Diversifikasi pasar PV surya global. Sumber: IHS Markit
142 gigawatt yang diharapkan adalah tujuh kali lipat dari seluruh kapasitas yang telah dipasang pada awal dekade sebelumnya (20 GW pada 2010). Pertumbuhannya juga besar dalam hal jangkauan geografis. Ada 7 negara dengan kapasitas terpasang lebih dari 1 GW pada tahun 2010, kebanyakan dari mereka terbatas di Eropa. IHS Markit mengharapkan lebih dari 43 negara untuk memenuhi ambang batas itu pada akhir 2020.
"Satu tahun lagi pertumbuhan permintaan global dua digit pada tahun 2020 adalah bukti dari pertumbuhan berkelanjutan dan eksponensial instalasi PV surya dalam dekade terakhir," kata Edurne Zoco, direktur, Clean Technology & Renewables, IHS Markit. “Jika 2010 adalah dekade inovasi teknologi, pengurangan biaya yang curam, subsidi besar dan dominasi oleh beberapa pasar, maka tahun 2020 menandai dekade munculnya solar yang tidak disubsidi, diversifikasi dan perluasan permintaan instalasi surya di seluruh dunia, pemain perusahaan baru dan peningkatan daya saing versus sumber energi konvensional. "

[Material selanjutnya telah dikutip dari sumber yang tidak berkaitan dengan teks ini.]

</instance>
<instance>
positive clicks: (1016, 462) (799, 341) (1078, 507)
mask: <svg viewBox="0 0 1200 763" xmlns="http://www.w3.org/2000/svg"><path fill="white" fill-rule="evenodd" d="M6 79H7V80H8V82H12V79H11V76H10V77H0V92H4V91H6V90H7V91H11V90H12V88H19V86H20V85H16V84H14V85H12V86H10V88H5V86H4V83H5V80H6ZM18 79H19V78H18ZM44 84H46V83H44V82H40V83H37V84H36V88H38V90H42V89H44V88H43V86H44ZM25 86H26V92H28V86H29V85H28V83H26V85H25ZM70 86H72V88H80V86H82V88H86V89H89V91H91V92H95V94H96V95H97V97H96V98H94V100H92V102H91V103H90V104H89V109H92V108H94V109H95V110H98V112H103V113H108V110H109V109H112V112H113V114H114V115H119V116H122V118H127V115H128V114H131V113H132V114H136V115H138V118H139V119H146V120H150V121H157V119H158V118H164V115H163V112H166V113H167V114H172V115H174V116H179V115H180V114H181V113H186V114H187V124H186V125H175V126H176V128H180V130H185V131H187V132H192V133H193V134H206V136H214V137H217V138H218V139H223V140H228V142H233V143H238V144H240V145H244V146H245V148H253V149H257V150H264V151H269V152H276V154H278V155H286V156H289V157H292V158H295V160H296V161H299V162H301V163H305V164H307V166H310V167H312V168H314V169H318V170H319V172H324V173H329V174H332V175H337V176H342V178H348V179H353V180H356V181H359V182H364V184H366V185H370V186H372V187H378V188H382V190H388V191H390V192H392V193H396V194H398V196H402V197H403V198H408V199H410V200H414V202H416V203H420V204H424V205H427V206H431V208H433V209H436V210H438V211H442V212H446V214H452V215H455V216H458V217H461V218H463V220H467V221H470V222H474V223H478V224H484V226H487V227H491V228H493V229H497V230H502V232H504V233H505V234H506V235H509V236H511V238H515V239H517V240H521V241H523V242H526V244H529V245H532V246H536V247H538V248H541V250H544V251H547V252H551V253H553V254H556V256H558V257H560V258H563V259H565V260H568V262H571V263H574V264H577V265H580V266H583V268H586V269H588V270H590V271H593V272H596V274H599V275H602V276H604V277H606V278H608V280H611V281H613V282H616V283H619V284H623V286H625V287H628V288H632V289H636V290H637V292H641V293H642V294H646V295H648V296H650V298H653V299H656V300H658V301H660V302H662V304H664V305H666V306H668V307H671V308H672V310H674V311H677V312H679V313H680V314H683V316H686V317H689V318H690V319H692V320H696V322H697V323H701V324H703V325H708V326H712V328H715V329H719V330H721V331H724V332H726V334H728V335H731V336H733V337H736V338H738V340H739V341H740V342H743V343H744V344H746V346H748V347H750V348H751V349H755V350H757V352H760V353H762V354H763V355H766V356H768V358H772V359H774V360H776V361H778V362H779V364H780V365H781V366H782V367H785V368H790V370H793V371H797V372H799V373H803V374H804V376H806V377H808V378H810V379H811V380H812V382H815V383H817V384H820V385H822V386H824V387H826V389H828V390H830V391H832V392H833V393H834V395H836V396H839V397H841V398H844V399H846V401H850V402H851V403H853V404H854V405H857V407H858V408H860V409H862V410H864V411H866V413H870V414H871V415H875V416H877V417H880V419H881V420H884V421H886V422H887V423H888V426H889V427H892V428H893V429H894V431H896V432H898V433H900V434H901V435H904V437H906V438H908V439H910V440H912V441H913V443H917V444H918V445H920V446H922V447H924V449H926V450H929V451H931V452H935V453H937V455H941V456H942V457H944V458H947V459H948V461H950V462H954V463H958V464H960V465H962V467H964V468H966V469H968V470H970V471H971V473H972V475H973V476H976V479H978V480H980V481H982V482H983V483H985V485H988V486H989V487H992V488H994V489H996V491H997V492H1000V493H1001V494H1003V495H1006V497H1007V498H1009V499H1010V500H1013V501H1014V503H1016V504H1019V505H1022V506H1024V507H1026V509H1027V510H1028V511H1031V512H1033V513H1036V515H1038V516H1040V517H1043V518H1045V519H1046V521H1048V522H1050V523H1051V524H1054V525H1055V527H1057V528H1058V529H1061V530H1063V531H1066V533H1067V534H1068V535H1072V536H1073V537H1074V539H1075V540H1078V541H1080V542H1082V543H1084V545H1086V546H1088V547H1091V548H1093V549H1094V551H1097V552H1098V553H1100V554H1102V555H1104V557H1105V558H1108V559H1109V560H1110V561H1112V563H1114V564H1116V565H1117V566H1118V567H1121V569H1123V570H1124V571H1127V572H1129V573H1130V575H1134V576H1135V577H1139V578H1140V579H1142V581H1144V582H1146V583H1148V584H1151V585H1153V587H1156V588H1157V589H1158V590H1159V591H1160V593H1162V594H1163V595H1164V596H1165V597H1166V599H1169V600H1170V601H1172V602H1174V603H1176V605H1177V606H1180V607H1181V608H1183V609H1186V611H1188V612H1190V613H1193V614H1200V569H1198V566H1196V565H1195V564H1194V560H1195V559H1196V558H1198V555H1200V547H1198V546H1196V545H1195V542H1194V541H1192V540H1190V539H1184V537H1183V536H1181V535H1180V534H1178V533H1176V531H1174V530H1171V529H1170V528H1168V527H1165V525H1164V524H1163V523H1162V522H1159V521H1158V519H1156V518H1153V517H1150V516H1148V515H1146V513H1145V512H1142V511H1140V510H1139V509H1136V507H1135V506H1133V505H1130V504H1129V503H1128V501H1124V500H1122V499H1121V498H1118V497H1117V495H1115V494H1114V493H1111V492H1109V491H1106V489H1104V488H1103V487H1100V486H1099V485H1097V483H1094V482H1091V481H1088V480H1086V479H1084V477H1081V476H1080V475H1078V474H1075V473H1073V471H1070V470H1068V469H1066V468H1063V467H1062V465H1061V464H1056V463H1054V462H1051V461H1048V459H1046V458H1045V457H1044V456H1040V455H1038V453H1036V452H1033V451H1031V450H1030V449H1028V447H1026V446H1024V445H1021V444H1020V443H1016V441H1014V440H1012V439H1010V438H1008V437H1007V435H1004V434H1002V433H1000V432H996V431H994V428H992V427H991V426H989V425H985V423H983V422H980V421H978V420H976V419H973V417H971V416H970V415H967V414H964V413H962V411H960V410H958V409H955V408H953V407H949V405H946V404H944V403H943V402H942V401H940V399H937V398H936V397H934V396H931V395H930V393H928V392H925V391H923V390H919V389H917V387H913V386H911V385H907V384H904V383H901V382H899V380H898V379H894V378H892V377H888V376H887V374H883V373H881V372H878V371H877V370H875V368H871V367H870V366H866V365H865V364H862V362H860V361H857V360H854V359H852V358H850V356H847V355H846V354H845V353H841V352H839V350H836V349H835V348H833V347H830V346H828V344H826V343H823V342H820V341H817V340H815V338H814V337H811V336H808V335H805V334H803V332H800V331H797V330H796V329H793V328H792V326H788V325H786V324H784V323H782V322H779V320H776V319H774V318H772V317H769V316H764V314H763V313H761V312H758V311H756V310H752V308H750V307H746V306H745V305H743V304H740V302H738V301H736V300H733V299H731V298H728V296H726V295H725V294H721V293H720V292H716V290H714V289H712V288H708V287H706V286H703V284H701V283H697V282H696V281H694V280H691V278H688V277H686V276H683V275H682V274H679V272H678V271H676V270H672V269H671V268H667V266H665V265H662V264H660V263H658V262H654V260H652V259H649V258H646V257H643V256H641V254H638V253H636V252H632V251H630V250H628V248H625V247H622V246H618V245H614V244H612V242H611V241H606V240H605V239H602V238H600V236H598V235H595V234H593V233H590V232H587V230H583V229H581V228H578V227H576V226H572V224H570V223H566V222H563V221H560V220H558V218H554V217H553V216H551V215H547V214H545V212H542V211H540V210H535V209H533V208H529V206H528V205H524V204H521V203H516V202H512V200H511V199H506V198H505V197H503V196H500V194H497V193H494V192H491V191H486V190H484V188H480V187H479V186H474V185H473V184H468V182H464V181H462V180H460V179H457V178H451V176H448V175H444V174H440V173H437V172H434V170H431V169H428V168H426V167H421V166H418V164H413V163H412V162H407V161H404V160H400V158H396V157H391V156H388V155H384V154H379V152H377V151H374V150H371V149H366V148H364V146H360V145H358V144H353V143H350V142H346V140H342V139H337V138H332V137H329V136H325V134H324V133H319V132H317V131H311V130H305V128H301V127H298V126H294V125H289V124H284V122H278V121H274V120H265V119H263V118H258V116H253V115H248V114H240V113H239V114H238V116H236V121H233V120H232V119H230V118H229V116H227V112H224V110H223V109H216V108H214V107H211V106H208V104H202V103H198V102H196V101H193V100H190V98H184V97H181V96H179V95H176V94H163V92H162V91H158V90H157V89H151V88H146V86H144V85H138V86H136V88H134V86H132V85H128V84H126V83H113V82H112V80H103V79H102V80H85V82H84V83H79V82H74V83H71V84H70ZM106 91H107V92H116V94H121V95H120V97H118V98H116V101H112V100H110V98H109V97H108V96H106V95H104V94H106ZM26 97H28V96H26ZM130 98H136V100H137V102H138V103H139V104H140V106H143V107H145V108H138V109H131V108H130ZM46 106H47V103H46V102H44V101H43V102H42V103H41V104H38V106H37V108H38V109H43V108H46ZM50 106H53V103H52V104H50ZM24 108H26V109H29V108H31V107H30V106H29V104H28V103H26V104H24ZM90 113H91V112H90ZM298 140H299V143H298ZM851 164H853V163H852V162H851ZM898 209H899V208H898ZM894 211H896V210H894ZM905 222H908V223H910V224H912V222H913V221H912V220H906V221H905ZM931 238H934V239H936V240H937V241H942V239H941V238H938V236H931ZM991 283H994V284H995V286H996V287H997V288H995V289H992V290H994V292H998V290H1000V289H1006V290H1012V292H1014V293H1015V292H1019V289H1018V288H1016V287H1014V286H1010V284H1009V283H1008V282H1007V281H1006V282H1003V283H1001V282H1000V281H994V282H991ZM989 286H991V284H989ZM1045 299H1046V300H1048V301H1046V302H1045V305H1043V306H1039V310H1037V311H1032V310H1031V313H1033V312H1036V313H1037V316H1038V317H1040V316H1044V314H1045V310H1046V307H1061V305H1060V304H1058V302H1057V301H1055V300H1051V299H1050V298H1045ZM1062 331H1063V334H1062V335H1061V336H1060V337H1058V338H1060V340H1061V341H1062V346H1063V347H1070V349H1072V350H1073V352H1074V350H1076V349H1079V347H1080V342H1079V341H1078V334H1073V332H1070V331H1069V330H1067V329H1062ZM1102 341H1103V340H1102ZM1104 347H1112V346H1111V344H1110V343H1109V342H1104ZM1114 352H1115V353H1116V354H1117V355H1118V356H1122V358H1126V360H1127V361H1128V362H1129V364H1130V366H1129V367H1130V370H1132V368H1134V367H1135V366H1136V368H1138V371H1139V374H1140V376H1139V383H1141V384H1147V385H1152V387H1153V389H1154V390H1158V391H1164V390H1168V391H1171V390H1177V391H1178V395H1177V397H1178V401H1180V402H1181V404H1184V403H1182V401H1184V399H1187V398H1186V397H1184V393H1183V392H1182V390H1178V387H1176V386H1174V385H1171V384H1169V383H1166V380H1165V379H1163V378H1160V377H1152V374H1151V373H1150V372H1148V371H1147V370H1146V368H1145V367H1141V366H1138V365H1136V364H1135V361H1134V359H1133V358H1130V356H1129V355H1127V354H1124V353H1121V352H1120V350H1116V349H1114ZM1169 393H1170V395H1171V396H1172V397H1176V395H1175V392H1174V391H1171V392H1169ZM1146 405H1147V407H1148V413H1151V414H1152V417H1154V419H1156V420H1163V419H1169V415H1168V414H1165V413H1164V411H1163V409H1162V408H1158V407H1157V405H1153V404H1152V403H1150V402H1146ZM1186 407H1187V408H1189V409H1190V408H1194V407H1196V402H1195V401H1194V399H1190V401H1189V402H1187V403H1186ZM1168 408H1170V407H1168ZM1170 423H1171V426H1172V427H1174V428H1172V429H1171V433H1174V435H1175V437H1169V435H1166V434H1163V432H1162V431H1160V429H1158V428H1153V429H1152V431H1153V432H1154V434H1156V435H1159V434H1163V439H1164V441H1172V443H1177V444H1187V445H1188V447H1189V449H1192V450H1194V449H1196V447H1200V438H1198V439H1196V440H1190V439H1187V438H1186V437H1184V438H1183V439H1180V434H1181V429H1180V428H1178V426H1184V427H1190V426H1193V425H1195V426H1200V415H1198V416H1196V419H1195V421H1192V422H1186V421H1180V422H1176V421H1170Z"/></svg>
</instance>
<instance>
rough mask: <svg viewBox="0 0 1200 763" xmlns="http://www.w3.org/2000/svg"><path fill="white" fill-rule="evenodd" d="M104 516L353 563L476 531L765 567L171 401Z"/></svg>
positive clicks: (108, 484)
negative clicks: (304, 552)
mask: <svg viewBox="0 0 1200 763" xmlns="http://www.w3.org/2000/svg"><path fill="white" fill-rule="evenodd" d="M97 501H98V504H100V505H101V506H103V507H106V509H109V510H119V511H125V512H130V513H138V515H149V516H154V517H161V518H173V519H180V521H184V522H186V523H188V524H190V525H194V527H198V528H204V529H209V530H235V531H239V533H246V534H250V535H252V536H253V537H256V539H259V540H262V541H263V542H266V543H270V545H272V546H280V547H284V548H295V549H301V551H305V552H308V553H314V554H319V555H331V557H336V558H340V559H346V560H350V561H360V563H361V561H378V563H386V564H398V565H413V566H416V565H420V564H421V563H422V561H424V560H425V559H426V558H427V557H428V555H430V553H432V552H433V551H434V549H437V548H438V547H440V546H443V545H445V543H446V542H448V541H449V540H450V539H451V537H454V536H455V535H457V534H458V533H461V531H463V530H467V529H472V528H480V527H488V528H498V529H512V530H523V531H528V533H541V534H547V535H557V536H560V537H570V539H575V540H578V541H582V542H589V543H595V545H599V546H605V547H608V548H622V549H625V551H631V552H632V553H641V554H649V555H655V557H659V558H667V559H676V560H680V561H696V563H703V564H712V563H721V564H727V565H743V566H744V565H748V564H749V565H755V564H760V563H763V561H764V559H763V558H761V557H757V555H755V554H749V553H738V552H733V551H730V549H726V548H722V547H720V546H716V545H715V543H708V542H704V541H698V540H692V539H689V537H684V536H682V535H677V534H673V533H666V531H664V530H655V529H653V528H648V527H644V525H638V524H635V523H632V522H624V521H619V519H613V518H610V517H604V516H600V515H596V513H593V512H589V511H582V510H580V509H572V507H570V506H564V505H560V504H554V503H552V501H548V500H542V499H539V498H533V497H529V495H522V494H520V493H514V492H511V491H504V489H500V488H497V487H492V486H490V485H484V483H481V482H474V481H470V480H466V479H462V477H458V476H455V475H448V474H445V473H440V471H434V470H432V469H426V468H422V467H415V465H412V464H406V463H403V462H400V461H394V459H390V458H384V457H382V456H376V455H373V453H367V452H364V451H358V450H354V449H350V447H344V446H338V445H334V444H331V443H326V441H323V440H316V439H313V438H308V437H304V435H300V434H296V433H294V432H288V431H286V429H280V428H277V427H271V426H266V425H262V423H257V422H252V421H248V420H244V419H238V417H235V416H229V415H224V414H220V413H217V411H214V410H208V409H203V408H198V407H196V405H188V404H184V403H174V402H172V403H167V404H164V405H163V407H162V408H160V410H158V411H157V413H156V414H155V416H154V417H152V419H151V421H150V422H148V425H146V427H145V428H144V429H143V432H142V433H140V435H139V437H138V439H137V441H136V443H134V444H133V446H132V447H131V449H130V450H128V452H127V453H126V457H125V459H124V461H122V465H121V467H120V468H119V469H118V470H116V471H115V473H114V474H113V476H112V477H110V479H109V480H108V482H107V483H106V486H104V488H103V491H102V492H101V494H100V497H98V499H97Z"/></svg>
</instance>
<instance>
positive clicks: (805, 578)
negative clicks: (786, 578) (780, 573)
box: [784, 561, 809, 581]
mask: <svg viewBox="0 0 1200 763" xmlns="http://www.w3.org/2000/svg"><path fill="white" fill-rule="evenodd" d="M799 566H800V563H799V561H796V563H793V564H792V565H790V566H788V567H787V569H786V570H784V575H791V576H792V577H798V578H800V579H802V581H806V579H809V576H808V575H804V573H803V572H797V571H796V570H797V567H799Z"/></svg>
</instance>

Pasar besar seperti Cina akan terus memiliki porsi instalasi baru yang terlalu besar ke masa mendatang. Namun, ketergantungan yang berlebihan pada Cina untuk pertumbuhan instalasi surya global akan terus menurun di tahun-tahun mendatang karena lebih banyak kapasitas ditambahkan di tempat lain. Instalasi di luar China, pasar terkemuka dunia, tumbuh sebanyak 53% pada tahun 2019 dan diperkirakan akan terus tumbuh dua digit pada tahun 2020. Secara keseluruhan, 10 pasar tenaga surya teratas diharapkan untuk melihat pangsa kolektif mereka dari pasar jatuh ke 73%, turun dari 94% pada 2010.
“China akan tetap berada di posisi yang unggul sebagai pemimpin keseluruhan dalam instalasi tenaga surya. Tapi dekade ini akan melihat pasar baru muncul di Asia Tenggara, Amerika Latin dan Timur Tengah, "kata Zoco" Namun, pasar utama akan terus menjadi penting untuk pengembangan industri surya, terutama sebagai tempat uji inovasi teknologi, pengembangan kebijakan dan model bisnis baru. "
Sorotan regional dari Prakiraan Permintaan Fotovoltaik Global IHS Markit 2020:
China - Permintaan tenaga surya pada tahun 2020 akan lebih rendah daripada puncak pemasangan bersejarah sebesar 50 GW pada tahun 2017. Permintaan di Tiongkok berada dalam fase transisi karena pasar bergerak ke arah tenaga surya yang tidak disubsidi dan bersaing dengan bentuk-bentuk pembangkitan lain dan ada beberapa ketidakpastian yang tetap ada sambil menunggu ketidakpastian. rilis Rencana Lima Tahun ke 14 yang baru akan diumumkan tahun depan.
Amerika Serikat - Instalasi diharapkan tumbuh 20% pada tahun 2020, mengonsolidasikan posisi Amerika Serikat sebagai pasar terbesar kedua di dunia. California, Texas, Florida, North Carolina dan New York akan menjadi pendorong utama pertumbuhan permintaan AS selama lima tahun ke depan.
Eropa - Setelah instalasi hampir dua kali lipat pada tahun 2019, Eropa diperkirakan belum akan terus tumbuh di tahun 2020, menambahkan lebih dari 24 GW — peningkatan 5% dari tahun 2019. Spanyol, Jerman, Belanda, Prancis, Italia dan Ukraina akan menjadi sumber utama permintaan, akuntansi untuk 63% dari total instalasi UE di tahun mendatang.
India - Menyusul tahun yang datar pada tahun 2019, karena ketidakpastian kebijakan dan dampak bea masuk pada sel surya dan modul, instalasi diperkirakan akan tumbuh lagi dan melampaui 14 GW pada tahun 2020. Harga modul yang lebih rendah dan pipa besar proyek diharapkan untuk memacu kembalinya pertumbuhan.